Pointing to the broader study, Hillman said it is also encouraging that there is no longer a difference in students’ reading achievement based on the language they speak at home, following higher reading scores among students from English speaking backgrounds in PIRLS 2011 and PIRLS 2016.
“NAPLAN reading results for these groups have already crossed over, with students from language backgrounds other than English (LBOTE) now outperforming students from English speaking backgrounds at Year 3 and Year 5,” she said.

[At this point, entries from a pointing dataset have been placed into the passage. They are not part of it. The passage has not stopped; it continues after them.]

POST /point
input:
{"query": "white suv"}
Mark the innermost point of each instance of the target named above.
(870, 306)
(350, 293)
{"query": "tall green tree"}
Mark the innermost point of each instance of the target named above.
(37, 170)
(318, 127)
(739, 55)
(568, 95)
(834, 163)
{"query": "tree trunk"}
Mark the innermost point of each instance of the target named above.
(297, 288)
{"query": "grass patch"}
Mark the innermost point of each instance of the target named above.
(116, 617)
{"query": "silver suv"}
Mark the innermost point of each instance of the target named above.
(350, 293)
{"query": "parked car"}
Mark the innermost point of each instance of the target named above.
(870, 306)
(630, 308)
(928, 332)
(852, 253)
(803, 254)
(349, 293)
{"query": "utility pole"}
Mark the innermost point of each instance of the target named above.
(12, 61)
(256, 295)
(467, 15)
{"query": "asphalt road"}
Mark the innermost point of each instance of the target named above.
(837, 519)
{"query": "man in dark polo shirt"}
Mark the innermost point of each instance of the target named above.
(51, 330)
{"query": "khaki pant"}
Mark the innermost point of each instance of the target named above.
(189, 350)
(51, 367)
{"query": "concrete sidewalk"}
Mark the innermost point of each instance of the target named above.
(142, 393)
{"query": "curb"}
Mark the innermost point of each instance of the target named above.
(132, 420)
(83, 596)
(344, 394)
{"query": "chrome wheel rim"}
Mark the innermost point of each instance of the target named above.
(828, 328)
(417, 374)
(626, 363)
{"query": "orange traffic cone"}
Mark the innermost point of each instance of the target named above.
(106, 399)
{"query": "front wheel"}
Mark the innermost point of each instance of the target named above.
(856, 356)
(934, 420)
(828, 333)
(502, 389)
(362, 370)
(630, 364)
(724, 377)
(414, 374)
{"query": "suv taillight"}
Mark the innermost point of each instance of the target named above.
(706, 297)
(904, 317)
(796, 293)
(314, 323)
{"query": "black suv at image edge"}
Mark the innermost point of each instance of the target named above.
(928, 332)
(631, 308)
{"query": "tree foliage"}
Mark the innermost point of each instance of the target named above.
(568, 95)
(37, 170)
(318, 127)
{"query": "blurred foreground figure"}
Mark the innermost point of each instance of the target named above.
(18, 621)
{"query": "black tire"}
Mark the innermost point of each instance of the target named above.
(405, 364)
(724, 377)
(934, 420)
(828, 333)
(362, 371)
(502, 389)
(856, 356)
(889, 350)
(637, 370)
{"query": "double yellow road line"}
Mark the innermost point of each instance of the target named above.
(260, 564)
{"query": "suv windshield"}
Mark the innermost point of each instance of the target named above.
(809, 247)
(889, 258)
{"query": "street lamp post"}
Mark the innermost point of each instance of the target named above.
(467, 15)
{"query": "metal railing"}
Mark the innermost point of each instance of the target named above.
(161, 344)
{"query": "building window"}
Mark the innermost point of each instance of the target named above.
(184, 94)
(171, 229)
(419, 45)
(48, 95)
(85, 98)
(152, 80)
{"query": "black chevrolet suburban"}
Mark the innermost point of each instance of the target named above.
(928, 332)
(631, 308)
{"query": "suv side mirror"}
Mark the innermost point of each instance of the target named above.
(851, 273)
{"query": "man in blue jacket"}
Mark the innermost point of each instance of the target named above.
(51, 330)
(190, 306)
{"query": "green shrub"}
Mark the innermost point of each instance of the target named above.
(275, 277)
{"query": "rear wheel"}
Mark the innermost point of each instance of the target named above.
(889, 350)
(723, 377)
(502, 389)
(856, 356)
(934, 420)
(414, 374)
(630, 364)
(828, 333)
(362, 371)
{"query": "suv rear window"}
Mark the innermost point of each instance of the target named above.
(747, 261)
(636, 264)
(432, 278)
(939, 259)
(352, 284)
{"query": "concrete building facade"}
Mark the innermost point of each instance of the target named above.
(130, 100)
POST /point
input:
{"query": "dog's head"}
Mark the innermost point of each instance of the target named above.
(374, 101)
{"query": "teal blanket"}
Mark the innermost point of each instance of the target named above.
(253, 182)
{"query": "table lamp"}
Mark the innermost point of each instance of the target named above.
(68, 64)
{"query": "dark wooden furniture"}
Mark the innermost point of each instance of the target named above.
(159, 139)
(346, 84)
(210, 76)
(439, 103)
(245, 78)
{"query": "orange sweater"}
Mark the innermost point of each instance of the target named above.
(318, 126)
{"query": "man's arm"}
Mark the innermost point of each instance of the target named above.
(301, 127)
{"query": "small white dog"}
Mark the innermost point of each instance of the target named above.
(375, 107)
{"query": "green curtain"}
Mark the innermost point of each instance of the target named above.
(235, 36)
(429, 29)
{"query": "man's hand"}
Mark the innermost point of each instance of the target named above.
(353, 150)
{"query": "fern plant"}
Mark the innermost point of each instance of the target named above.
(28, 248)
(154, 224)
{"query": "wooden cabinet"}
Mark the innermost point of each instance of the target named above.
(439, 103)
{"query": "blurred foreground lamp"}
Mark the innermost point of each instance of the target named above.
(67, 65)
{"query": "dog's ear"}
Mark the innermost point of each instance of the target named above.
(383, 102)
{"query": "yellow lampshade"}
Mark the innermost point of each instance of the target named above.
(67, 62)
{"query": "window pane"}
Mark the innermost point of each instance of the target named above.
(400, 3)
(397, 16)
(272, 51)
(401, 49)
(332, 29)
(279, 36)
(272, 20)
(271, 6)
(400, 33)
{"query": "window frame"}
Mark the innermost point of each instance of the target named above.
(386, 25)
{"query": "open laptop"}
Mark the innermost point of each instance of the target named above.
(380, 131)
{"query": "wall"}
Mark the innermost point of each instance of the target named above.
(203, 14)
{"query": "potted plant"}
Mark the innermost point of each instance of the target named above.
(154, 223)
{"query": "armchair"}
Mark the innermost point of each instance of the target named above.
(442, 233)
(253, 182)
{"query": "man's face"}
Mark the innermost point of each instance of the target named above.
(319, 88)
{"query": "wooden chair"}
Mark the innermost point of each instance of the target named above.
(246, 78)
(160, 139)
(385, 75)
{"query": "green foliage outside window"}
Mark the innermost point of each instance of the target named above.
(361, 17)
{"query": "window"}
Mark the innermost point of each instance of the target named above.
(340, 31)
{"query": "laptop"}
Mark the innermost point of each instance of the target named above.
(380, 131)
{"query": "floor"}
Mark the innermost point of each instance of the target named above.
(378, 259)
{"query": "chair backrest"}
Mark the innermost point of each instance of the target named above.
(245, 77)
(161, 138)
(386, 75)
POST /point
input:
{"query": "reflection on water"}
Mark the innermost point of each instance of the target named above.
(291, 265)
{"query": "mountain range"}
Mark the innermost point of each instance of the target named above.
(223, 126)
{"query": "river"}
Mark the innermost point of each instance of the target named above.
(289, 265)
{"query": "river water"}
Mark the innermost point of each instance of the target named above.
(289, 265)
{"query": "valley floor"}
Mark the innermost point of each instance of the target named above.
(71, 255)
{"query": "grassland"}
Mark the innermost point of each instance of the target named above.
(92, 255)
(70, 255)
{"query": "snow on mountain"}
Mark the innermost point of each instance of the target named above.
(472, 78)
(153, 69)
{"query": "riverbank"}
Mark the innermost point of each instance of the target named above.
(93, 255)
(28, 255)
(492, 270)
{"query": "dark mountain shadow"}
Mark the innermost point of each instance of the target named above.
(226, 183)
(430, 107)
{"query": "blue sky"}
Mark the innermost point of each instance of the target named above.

“So, it remains to be seen whether the PIRLS 2026 results will reflect this trend. In the meantime, we can investigate what we can learn from teaching LBOTE students that can be used to support students from English speaking backgrounds who find reading challenging.”
Looking ahead, Hillman said further work is also needed to address the equity gap in Australia’s disadvantaged communities, pointing out that large achievement gaps based on First Nations background, school location or socioeconomic status observed in 2011 and 2016 have still not closed.
“Every child deserves the chance to become a competent reader. Students in year 4 are at a key transition point in their schooling, moving from ‘learning to read’ to ‘reading to learn’,” she said.
“Support for students who find reading challenging is essential to prevent them falling behind in other learning areas, as more of their schooling draws on their reading skills.”
Pandemic pushed teachers to the brink
Results from the PIRLS teacher questionnaires also revealed a decline in Australian teachers' job satisfaction.
Almost half (49%) of the Australian students in PIRLS 2021 were taught by teachers who were very satisfied with their profession, down from 58% in 2016, while 10% of students were taught by teachers who were less than satisfied with their profession – an 8-percentage point increase since 2016.
Hillman said while PIRLS doesn’t address why teachers reported lower job satisfaction, data shows 65% of Year 4 students were in classrooms that, according to their teachers, faced some limitations to teaching due to students not being ready to learn.
“Some examples of this include students who might be uninterested, tired, disruptive or requiring extra support in reading – and 6% were in classrooms in which teaching was limited a lot,” she said.
“We also know from the 2018 Teaching and Learning International Survey that the greatest sources of stress reported by Australian primary teachers were having too much administrative work, keeping up with changing requirements and having too much lesson preparation.”
Hillman said these responses were similar to those for lower secondary teachers, where lower job satisfaction was reported among teachers with more sources of stress.
“So, we can expect a similar relationship between stress and job satisfaction for primary teachers. And I think we can safely assume that teachers’ sources of stress increased during the pandemic.”